We left the map on Geoff’s GPS completely behind as we climbed into the mountains.

pointy mountain

keely looking at mountains

Today felt like climbing stairs. We would ascend a set of white rapids and then level off a bit, ascend and then level. Geoff encouraged me to take the helm and drive a little in the rapids. Lyra handled beautifully, but it took ages for my heart rate to normalize afterward. There was all this noise and pull at the tiller, and sometimes this dizzying illusion of descent as we climbed upward and the valley opened away, apparently below us. I felt light-headed and giddy and out of control, and I was more than glad to let Geoff take over after I’d proved to myself that I could guide us through the narrow channels between shoals and among the gnarly white pits that marked submerged boulders.

send to dad

We’re in the canyon, camped on a beach cradled in the narrow shadow of the mountains. I took out the fishing pole for the first time tonight and cast into a pool in the river’s elbow. I saw a fish nosing at my hook, but it never bit.

A plane flew low between the black-spruce ridges as we set up our camp tonight. I checked the inReach reflexively to make sure we had not accidentally signaled for help. I do this every time we see a boat or a plane unexpectedly. I do not want to accidentally set off any alarms ever again.

Geoff says this is the most beautiful place we have camped all summer. He might be right. I loved the sprawling sandbars and beetle-green hills of the Tanana, but there is something about the way the sound of water is filling this dark valley with stars.

canyon camp

River Trip Journal 11

8/7/2017

Woke up early this morning and busted a move. Potstickers and salmon at midnight tided us over until now.

The Chandalar is much colder than the Yukon. No more baths, alas! When we came out of Cutoff Slough, it felt like walking into a grocery store in an Arkansas summer: a sudden arctic blast.

We drove through a bit of burning forest just now. Thick, smoky air, bright sunlight catching in the billows, red-topped, dead-needled spruce. Lots of eagles today.

fires

Later:

The faster current is a little scary. I had to navigate some really shallow gravel bars and riffles as we left Venetie at dusk heading into the sun. It was definitely the toughest section of river I’ve driven yet.

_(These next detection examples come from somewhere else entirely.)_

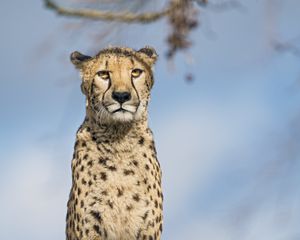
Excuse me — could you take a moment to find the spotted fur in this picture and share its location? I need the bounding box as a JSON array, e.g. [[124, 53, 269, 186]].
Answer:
[[66, 47, 163, 240]]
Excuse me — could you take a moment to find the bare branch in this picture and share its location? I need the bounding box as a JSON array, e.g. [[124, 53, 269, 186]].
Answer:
[[45, 0, 177, 23]]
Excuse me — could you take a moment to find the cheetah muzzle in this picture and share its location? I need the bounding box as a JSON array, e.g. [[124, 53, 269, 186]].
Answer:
[[66, 47, 163, 240]]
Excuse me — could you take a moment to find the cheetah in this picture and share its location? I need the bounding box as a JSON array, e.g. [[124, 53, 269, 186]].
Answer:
[[66, 47, 163, 240]]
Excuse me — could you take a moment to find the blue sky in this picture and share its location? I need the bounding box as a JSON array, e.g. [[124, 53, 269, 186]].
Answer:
[[0, 0, 300, 240]]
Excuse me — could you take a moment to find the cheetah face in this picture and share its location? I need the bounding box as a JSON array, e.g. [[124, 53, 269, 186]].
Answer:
[[71, 47, 157, 124]]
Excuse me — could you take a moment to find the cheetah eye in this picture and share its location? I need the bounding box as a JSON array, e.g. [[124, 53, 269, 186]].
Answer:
[[97, 71, 109, 80], [131, 68, 143, 78]]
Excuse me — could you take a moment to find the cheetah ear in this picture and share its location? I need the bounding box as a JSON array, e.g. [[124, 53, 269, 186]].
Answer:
[[70, 51, 92, 69], [137, 46, 158, 66]]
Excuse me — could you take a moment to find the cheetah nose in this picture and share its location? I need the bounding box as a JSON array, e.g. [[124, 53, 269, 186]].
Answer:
[[112, 92, 131, 104]]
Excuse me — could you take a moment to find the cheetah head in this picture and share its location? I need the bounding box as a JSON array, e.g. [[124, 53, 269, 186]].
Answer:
[[71, 47, 157, 124]]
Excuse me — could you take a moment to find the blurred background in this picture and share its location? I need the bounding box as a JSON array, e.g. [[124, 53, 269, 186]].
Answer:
[[0, 0, 300, 240]]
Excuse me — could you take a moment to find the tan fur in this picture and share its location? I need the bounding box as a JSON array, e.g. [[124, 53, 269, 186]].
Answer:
[[66, 48, 163, 240]]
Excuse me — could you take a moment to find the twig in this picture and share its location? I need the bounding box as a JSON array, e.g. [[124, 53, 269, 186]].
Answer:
[[45, 0, 177, 23]]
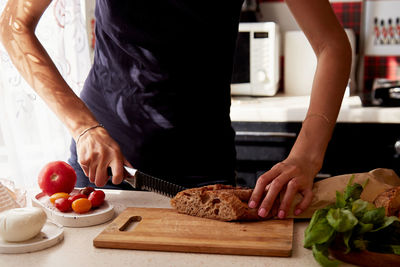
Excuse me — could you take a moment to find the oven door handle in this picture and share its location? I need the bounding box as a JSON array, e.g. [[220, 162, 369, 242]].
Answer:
[[236, 131, 297, 138]]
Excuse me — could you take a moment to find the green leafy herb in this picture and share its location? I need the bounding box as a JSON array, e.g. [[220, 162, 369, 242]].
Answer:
[[326, 208, 358, 233], [304, 175, 400, 267]]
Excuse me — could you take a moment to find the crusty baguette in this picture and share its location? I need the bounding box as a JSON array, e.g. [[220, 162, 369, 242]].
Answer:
[[374, 186, 400, 216], [171, 184, 279, 221]]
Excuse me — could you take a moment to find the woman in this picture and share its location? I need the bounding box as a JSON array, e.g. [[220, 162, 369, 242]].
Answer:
[[0, 0, 351, 218]]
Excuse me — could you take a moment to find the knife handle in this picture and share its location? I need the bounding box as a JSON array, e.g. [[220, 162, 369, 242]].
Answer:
[[107, 166, 140, 189]]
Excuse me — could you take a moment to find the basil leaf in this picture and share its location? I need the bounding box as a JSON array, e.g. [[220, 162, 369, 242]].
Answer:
[[371, 216, 399, 232], [326, 209, 358, 233], [361, 207, 385, 224], [312, 245, 341, 267], [343, 231, 353, 254], [351, 199, 375, 218], [356, 221, 374, 235], [336, 191, 346, 208], [304, 218, 335, 248], [353, 239, 368, 250]]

happy keely lower chan drive

It was really lovely to see M. and get hugs from kids. Everyone was helpful and curious and welcoming. Sometimes I miss Venetie a lot.

Getting gas was a little tough. They don’t take cards. We worked it out after a few tries.

Surprise plane wreckage beside the river tonight. Not sure what to make of that. It’s only four miles from Venetie, but I’ve never heard of it. It’s filled with names and initials that I recognize, though, painted on or smudged into the dust and grime on the inside.
(Editor’s note: this plane crashed in 1997 after taking off from Venetie. No one was killed, though the wreck looks pretty terrifying)

planeplane tailGeoff plane inside

We had a harder time finding a camp than we have in the past. The shores are mostly cobble now, where before they were sand.

keely boobs?

I’m nervous about navigating the canyon as we turn onto the East Fork, probably tomorrow night. We will be gaining a lot of elevation, and I’m not sure what to expect exactly. Everyone says we’re doing well to try this at high water, and that now is the highest it’s been all summer, so our chances are good, whatever that means.